This time, things were different. I’m going to drive across the country to La La Land, and I don’t know when I’ll be back.
Thirty years ago, my parents left India and came to the states with nothing but eight dollars in their pocket and a dream. Like so many immigrants, my parents felt the uncertainty and fear that comes with uprooting their entire world and setting off with little more than hope.
It was actually my father who came to America first. He wrote my mother love letters, asking her to leave behind centuries of traditions including the custom of arranged marriage so she would join him. I’d like to think maybe I inherited some of that sense of adventure!
So I hopped in my tiny two-door Mitsubishi Eclipse stuffed to the brim with clothes and boxes of black-and-white headshots. I wave goodbye to my parents, who are both weep-crying. What was I thinking leaving a beautiful community in Chicago to make it as an actress in Los Angeles, California? And I didn’t even know anyone!
I met Jacquelyn, the girl I would eventually room with, on a blind friend-date. She was an editor about to move to LA. I was acting in a short film in Chicago, and the director of the film, Sean Jourdan, suggested I meet Jacquelyn – a potential roommate in LA. Remember at this point I still wasn’t planning to move to LA!
A few days later, I found myself at Julius Meinl coffee shop on Southport to meet Jacquelyn. We hit it off immediately. I said to her, “I’m doing a sketch comedy show with Stir Friday Night this weekend. Do you want to come?” She did, and even accepted my invitation after the show to join my family for dinner. To my surprise, I found myself breaking the news to my parents, telling them I had decided to move to LA with this lovely, albeit random. stranger I had just met.
Of course, my parents reacted calmly, “And risk everything?”
My reply, “I guess so”, tumbled out of my mouth with about as much conviction as a plastic mannequin standing in a store front window.
But the moment I made the decision to move to Hollywood, everything seemed to fall into place. A week later, Jacquelyn called me to explain that she had found this tiny 100-year-old house in Echo Park that could accommodate four people. I felt like the universe was opening a door and all I had to do was step through it. I spent the next few weeks snuggling with my family, preparing to say goodbye.
Honestly, I had never been away from my family for an extended period of time and worried about my uncertain future. I had studied abroad in Rome for six months during college, but heading out of state to build my career was never a part of the plan.
For an actress who likes drama, saying goodbye was suddenly unappealing. As I drove away in my car, I remember looking back in the rearview mirror thinking now it’s just me, a dream, and my Mitsubishi.
I can’t help but think destiny was calling despite my fear. I left on Dhanteras, the first day of Diwali, which is the festival of lights. Diwali is an Indian holiday that celebrates lightness over darkness. Good over evil. Okay so maybe Hollywood wasn’t exactly an invitation for good to triumph over evil but I must admit, following my dream felt right.

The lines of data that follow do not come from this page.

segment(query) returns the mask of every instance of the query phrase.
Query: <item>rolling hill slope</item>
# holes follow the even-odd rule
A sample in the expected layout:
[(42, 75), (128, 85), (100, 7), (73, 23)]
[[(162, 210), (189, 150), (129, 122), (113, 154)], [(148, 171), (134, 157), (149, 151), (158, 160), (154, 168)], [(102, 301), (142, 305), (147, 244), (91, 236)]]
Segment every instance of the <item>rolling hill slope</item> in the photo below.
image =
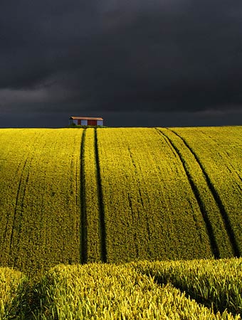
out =
[(241, 256), (242, 127), (0, 130), (0, 265)]

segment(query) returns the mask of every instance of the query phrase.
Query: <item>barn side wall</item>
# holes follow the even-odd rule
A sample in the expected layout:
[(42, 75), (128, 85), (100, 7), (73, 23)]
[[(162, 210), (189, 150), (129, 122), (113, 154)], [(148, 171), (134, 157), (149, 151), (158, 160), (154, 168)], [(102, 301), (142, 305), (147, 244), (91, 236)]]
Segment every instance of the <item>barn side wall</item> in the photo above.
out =
[(82, 126), (87, 126), (88, 125), (88, 120), (80, 120), (80, 124)]
[(97, 125), (98, 126), (103, 126), (103, 120), (98, 120)]

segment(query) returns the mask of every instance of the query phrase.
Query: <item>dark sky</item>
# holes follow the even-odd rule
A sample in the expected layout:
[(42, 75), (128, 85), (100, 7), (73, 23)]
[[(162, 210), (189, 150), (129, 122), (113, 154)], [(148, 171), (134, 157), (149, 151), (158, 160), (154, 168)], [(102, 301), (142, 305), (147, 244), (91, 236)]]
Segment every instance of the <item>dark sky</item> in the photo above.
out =
[(1, 0), (0, 127), (242, 125), (241, 0)]

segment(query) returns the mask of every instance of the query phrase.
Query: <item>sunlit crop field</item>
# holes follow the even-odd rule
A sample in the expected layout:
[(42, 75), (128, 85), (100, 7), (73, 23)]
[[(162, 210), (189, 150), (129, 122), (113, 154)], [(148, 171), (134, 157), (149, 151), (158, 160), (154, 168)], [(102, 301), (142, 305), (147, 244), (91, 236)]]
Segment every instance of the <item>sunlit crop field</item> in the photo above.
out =
[(241, 164), (242, 127), (0, 129), (0, 319), (240, 319)]

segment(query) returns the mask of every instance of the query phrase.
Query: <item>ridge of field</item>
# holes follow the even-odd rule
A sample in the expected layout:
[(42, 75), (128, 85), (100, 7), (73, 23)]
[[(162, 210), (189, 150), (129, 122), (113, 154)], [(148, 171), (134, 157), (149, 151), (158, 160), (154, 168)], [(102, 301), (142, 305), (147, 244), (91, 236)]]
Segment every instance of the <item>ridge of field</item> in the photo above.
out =
[(242, 254), (242, 127), (174, 128), (204, 168), (236, 255)]
[(0, 320), (238, 320), (241, 270), (242, 259), (59, 265), (33, 284), (6, 270)]
[(240, 256), (242, 127), (0, 130), (0, 265)]
[(80, 262), (82, 133), (1, 130), (1, 266), (35, 275), (61, 262)]
[(98, 129), (107, 261), (211, 257), (181, 159), (153, 128)]

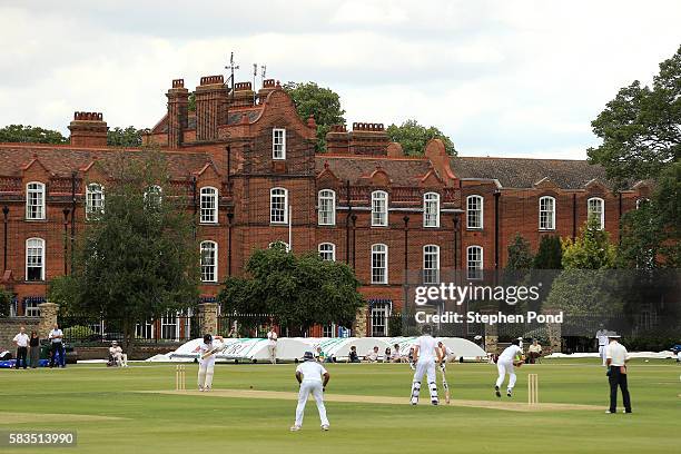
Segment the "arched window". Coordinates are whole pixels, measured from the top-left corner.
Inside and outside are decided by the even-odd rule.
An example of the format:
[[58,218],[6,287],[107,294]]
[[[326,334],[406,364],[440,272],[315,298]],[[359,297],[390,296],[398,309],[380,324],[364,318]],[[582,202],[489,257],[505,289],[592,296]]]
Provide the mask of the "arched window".
[[466,248],[466,270],[468,279],[482,279],[483,277],[483,248],[468,246]]
[[217,283],[217,243],[201,241],[201,282]]
[[387,246],[372,245],[372,284],[387,283]]
[[103,187],[91,182],[86,188],[86,217],[103,213]]
[[483,201],[482,196],[466,197],[466,228],[483,228]]
[[45,239],[26,240],[26,280],[45,280]]
[[550,196],[540,197],[540,230],[555,229],[555,199]]
[[423,283],[440,283],[440,246],[426,245],[423,247]]
[[387,226],[387,193],[384,190],[372,193],[372,226]]
[[320,226],[336,225],[336,193],[330,189],[322,189],[318,194],[319,206],[318,223]]
[[586,216],[588,219],[594,216],[602,230],[605,227],[605,201],[600,197],[592,197],[586,200]]
[[26,218],[45,219],[45,184],[31,181],[26,185]]
[[217,224],[217,196],[216,188],[201,188],[201,224]]
[[333,243],[319,244],[319,256],[323,260],[336,261],[336,245]]
[[440,227],[440,194],[423,195],[423,226]]
[[269,190],[269,221],[272,224],[288,223],[288,190],[284,188]]

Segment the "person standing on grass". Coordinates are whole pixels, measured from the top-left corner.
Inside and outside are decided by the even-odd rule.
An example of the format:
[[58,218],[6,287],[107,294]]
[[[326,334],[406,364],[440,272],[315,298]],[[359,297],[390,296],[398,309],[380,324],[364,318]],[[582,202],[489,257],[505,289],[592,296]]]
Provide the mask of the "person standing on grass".
[[303,363],[296,368],[296,379],[298,381],[298,385],[300,385],[300,389],[298,391],[298,406],[296,406],[296,422],[290,427],[290,432],[298,432],[300,427],[303,427],[305,405],[310,394],[317,403],[322,430],[328,431],[329,424],[326,417],[326,407],[324,406],[324,392],[326,391],[329,378],[329,373],[323,365],[315,362],[313,353],[305,352]]
[[22,326],[19,328],[19,334],[13,338],[14,345],[17,346],[17,363],[14,366],[17,369],[21,367],[21,359],[23,359],[23,368],[26,369],[26,356],[28,353],[29,337],[26,334],[26,328]]
[[269,352],[272,364],[277,364],[277,333],[274,330],[274,326],[270,326],[267,333],[267,351]]
[[31,348],[29,353],[31,368],[36,368],[40,364],[40,337],[38,337],[38,333],[34,330],[31,332],[29,347]]
[[618,386],[622,389],[624,413],[631,413],[631,397],[626,383],[626,363],[630,356],[626,348],[618,342],[620,336],[614,333],[608,335],[610,344],[605,348],[605,362],[608,364],[608,382],[610,383],[610,408],[608,414],[618,413]]

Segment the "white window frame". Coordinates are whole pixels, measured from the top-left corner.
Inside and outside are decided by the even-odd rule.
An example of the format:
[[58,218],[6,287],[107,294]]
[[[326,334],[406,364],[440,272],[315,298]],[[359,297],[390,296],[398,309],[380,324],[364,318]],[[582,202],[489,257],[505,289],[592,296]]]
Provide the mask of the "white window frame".
[[199,223],[218,223],[218,190],[213,186],[204,186],[199,191]]
[[[99,195],[99,206],[95,204],[95,196]],[[90,219],[91,215],[97,215],[103,213],[103,204],[105,204],[105,195],[103,195],[103,186],[99,182],[90,182],[86,187],[86,218]]]
[[[38,241],[38,245],[29,245],[31,241]],[[36,254],[31,254],[29,255],[29,249],[37,249],[38,247],[40,247],[40,255],[36,255]],[[30,282],[42,282],[45,280],[45,239],[42,238],[38,238],[38,237],[32,237],[32,238],[28,238],[26,240],[26,275],[24,278],[26,280],[29,280],[29,257],[38,257],[40,259],[40,279],[30,279]],[[37,266],[30,266],[30,268],[38,268]]]
[[[327,250],[324,250],[324,249]],[[322,257],[323,260],[328,260],[328,261],[336,261],[336,245],[333,243],[319,243],[319,246],[317,246],[317,251],[319,253],[319,256]],[[330,258],[325,258],[326,254],[330,254]]]
[[423,247],[423,283],[440,283],[440,246],[437,245]]
[[605,228],[605,200],[603,200],[601,197],[590,197],[586,200],[586,220],[589,220],[589,218],[591,218],[591,214],[594,213],[591,209],[591,205],[592,203],[598,203],[601,207],[601,213],[600,213],[600,228],[601,230]]
[[[27,220],[45,220],[45,182],[30,181],[26,185],[26,219]],[[31,195],[36,195],[36,201]],[[34,209],[31,209],[34,208]]]
[[[277,135],[280,134],[280,137]],[[274,128],[272,130],[272,159],[286,159],[286,129]]]
[[[480,257],[475,260],[471,260],[471,253],[476,250],[476,255]],[[471,245],[466,247],[466,277],[470,280],[480,280],[483,278],[483,268],[485,263],[485,250],[482,246]],[[473,265],[473,266],[472,266]]]
[[[210,248],[210,249],[209,249]],[[218,282],[218,244],[210,239],[201,241],[199,246],[200,260],[201,260],[201,282],[203,283],[217,283]],[[213,254],[213,264],[206,263],[206,254]],[[213,278],[207,278],[208,274],[213,273]]]
[[[278,191],[283,191],[283,194],[275,194]],[[279,218],[280,208],[277,208],[276,219],[275,219],[275,197],[278,199],[280,197],[284,198],[284,216]],[[269,189],[269,224],[288,224],[288,189],[276,187]]]
[[[383,257],[383,267],[378,268],[374,266],[374,256]],[[378,270],[383,269],[383,278],[375,279]],[[387,284],[388,283],[388,247],[383,243],[372,245],[372,257],[371,257],[371,270],[372,270],[372,284]]]
[[[551,204],[546,209],[545,204]],[[555,197],[542,196],[539,200],[539,228],[540,230],[555,230]]]
[[[475,200],[476,208],[471,208],[471,204]],[[484,227],[484,215],[485,215],[485,198],[473,194],[466,197],[466,229],[467,230],[482,230]],[[472,217],[475,216],[480,221],[480,225],[472,225]]]
[[372,193],[372,227],[387,227],[388,195],[385,190]]
[[320,226],[336,225],[336,191],[322,189],[317,193],[317,223]]

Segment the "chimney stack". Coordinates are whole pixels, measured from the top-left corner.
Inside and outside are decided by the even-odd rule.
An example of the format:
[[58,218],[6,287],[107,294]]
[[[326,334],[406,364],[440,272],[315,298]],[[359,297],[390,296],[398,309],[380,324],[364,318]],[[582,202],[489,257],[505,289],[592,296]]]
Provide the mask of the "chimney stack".
[[107,122],[101,112],[73,112],[69,125],[71,145],[75,147],[106,147]]

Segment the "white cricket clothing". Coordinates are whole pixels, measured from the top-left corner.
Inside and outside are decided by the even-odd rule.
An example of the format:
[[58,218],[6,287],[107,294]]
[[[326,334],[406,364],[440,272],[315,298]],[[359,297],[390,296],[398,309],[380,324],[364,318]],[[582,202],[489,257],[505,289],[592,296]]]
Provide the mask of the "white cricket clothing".
[[437,340],[433,336],[424,335],[416,339],[418,346],[418,363],[428,362],[433,363],[437,356],[435,348],[437,348]]
[[629,359],[629,353],[626,348],[616,340],[612,340],[608,347],[605,347],[605,358],[612,359],[611,366],[623,366]]
[[496,364],[499,363],[513,364],[513,362],[515,361],[515,357],[522,354],[523,354],[523,349],[521,347],[519,347],[517,345],[511,344],[502,352],[501,355],[499,355],[499,361],[496,362]]
[[319,382],[322,383],[322,376],[326,374],[326,369],[319,363],[314,361],[306,361],[300,363],[296,367],[296,373],[303,374],[303,382]]
[[52,329],[50,332],[50,340],[52,342],[52,344],[57,344],[61,342],[61,337],[63,336],[63,333],[61,332],[61,329]]
[[17,334],[13,340],[17,343],[18,347],[28,347],[29,337],[26,333]]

There’s nothing like driving cross-country to start a new life. I felt strong knowing my parents had left India for a new world despite that little voice inside, beginning to doubt my decision to leave. About twelve hours into the drive, the rain poured so hard I was forced to stop in Oklahoma for the night. The free breakfast in the morning was a welcome sign but when I learned tornados had ripped through the state during the night, that doubt came back.

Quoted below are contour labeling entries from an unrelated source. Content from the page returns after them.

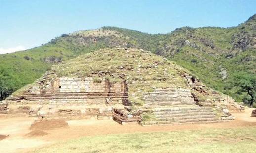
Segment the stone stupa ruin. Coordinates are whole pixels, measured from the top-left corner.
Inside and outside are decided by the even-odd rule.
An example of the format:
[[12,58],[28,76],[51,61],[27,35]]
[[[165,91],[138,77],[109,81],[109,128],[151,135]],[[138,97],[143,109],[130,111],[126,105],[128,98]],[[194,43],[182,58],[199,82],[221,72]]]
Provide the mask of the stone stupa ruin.
[[113,118],[142,125],[216,122],[244,109],[163,57],[119,48],[54,65],[0,105],[0,117]]

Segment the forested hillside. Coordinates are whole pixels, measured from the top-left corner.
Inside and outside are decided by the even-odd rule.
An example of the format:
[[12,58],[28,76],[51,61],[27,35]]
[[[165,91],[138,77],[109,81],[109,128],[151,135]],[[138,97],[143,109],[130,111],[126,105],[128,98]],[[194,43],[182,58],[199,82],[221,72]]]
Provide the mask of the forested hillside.
[[238,102],[252,105],[256,100],[256,15],[236,27],[186,27],[166,34],[104,27],[63,34],[40,47],[0,55],[0,100],[53,64],[117,46],[165,56]]

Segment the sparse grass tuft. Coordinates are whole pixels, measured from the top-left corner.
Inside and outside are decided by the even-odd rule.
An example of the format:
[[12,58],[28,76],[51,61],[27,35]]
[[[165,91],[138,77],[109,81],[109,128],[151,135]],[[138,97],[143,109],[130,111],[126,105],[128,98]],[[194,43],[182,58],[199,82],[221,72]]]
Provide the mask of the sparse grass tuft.
[[32,153],[255,153],[256,130],[254,127],[89,136]]

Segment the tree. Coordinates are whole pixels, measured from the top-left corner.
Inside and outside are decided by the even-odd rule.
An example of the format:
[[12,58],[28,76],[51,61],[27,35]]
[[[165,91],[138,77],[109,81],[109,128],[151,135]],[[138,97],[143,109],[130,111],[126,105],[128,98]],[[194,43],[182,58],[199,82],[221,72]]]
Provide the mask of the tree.
[[[256,102],[256,75],[253,74],[241,71],[233,73],[230,79],[229,86],[237,86],[239,88],[237,90],[239,94],[245,92],[250,97],[248,103],[250,106]],[[247,99],[244,99],[244,101]]]

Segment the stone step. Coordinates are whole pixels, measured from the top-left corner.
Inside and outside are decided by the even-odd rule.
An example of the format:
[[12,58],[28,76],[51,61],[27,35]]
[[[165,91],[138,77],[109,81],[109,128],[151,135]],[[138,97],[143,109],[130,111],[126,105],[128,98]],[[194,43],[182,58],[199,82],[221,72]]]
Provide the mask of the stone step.
[[180,105],[194,105],[195,102],[193,101],[161,101],[161,102],[152,102],[146,103],[148,106],[173,106]]
[[177,106],[177,107],[159,107],[148,109],[148,110],[151,110],[154,112],[158,111],[188,111],[188,110],[212,110],[210,107],[200,107],[200,106]]
[[189,119],[174,121],[152,121],[151,123],[152,124],[171,124],[173,123],[190,123],[194,122],[204,122],[204,121],[218,121],[216,118],[199,118],[199,119]]
[[164,117],[164,118],[157,118],[156,121],[180,121],[183,120],[189,119],[213,119],[216,118],[215,115],[193,115],[193,116],[184,116],[181,117]]
[[[210,111],[204,111],[204,112],[184,112],[182,113],[168,113],[170,112],[161,112],[163,113],[162,114],[155,114],[155,116],[156,118],[171,118],[171,117],[182,117],[182,116],[194,116],[194,115],[215,115],[215,113],[213,112]],[[173,113],[172,112],[172,113]],[[179,112],[180,113],[180,112]]]
[[[169,123],[167,122],[157,122],[156,121],[150,121],[145,122],[142,125],[165,125],[165,124],[209,124],[209,123],[215,123],[218,122],[221,122],[223,121],[222,120],[213,120],[213,121],[198,121],[198,122],[171,122]],[[157,123],[158,124],[157,124]]]
[[153,114],[155,115],[165,115],[165,114],[186,114],[189,113],[206,113],[206,112],[214,112],[212,110],[201,109],[201,110],[178,110],[178,111],[153,111]]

But I swept it aside and got behind the wheel before I could think too hard. I was back in the proverbial driver’s seat listening to my CDs when red lights flashed in my rear view mirror. I would have given anything to see my brother face instead of the police sirens screaming for me to pull over.

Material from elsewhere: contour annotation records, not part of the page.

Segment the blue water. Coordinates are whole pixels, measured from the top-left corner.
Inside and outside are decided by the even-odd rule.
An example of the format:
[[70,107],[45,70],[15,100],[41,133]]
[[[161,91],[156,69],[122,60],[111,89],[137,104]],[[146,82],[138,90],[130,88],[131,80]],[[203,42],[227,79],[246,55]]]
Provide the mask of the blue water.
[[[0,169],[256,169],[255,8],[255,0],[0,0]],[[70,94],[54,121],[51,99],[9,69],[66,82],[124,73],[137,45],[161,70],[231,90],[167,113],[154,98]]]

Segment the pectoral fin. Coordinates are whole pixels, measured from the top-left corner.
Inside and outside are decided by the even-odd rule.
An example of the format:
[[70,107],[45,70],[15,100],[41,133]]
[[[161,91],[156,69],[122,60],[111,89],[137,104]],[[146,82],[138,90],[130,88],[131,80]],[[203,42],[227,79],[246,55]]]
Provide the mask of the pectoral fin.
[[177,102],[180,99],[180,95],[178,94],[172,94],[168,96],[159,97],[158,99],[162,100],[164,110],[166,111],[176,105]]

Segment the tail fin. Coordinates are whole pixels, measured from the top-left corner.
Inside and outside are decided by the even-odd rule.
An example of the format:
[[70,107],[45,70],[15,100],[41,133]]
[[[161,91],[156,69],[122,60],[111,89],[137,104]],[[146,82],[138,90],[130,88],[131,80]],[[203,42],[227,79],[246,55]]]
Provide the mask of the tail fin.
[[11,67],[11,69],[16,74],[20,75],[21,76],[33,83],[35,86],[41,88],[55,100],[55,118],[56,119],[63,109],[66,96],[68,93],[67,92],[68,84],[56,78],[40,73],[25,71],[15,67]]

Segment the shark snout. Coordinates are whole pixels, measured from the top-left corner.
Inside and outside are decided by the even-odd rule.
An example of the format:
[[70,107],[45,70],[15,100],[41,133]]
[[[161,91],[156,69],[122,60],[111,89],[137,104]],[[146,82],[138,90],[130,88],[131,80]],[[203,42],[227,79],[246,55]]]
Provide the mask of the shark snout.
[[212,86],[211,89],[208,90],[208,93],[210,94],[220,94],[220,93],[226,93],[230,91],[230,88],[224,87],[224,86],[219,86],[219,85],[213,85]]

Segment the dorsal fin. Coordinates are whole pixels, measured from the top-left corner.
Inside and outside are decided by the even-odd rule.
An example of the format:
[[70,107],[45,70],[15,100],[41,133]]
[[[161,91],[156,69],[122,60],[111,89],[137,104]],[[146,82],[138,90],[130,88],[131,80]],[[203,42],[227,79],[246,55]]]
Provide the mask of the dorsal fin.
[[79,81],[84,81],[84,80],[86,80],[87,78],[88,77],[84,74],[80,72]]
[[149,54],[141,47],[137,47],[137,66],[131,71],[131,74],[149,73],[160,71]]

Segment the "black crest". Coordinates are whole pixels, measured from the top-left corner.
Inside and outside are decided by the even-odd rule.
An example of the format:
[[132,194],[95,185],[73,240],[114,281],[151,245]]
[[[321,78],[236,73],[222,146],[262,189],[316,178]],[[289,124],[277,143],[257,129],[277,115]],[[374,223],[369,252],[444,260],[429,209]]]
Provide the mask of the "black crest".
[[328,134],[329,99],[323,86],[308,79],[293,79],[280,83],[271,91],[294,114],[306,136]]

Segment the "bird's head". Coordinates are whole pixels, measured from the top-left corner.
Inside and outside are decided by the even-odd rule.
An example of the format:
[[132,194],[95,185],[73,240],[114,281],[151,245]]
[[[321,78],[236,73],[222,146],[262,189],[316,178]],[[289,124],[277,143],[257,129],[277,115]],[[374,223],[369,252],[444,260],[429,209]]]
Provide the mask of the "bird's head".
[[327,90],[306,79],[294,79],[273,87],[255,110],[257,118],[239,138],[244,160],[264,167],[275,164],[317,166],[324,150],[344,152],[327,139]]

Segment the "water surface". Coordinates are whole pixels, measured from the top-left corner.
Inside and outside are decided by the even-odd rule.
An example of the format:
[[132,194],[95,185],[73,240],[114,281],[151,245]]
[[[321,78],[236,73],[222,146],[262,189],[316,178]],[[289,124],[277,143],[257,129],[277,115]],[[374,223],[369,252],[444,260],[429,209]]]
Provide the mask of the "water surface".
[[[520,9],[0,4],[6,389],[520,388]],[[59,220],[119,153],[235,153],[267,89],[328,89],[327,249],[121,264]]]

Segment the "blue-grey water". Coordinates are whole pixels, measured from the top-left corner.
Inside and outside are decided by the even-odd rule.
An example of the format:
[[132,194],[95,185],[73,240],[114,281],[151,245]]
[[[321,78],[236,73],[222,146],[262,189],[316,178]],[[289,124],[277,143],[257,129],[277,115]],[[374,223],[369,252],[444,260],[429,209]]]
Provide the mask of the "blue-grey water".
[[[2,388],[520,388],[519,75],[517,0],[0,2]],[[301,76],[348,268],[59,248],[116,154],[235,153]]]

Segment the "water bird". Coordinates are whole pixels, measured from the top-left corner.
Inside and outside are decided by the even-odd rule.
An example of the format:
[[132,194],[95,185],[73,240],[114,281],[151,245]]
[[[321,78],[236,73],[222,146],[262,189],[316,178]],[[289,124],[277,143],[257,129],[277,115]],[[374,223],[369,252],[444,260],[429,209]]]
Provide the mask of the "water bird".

I chalked it up to my first out-of-state screen test: “Sir, I’m driving to Los Angeles to be an actress.”
“Oh wow! Have I seen you in anything?”
Destiny was calling. I escaped with only a warning and was back on my way to Hollywood. Maybe this acting thing might work out after all.
Turning into the driveway, my new home and the place that will shape my hopes and fears for the next four years, I decide to run to the front door. Here’s what I remember most about that moment – the fear and the excitement: “Hi! I’m Sonal from Chicago! It’s nice to meet you!” The girl who answered the door smiled back, “Let me help you with your bags.” And with those seven little words, I was home.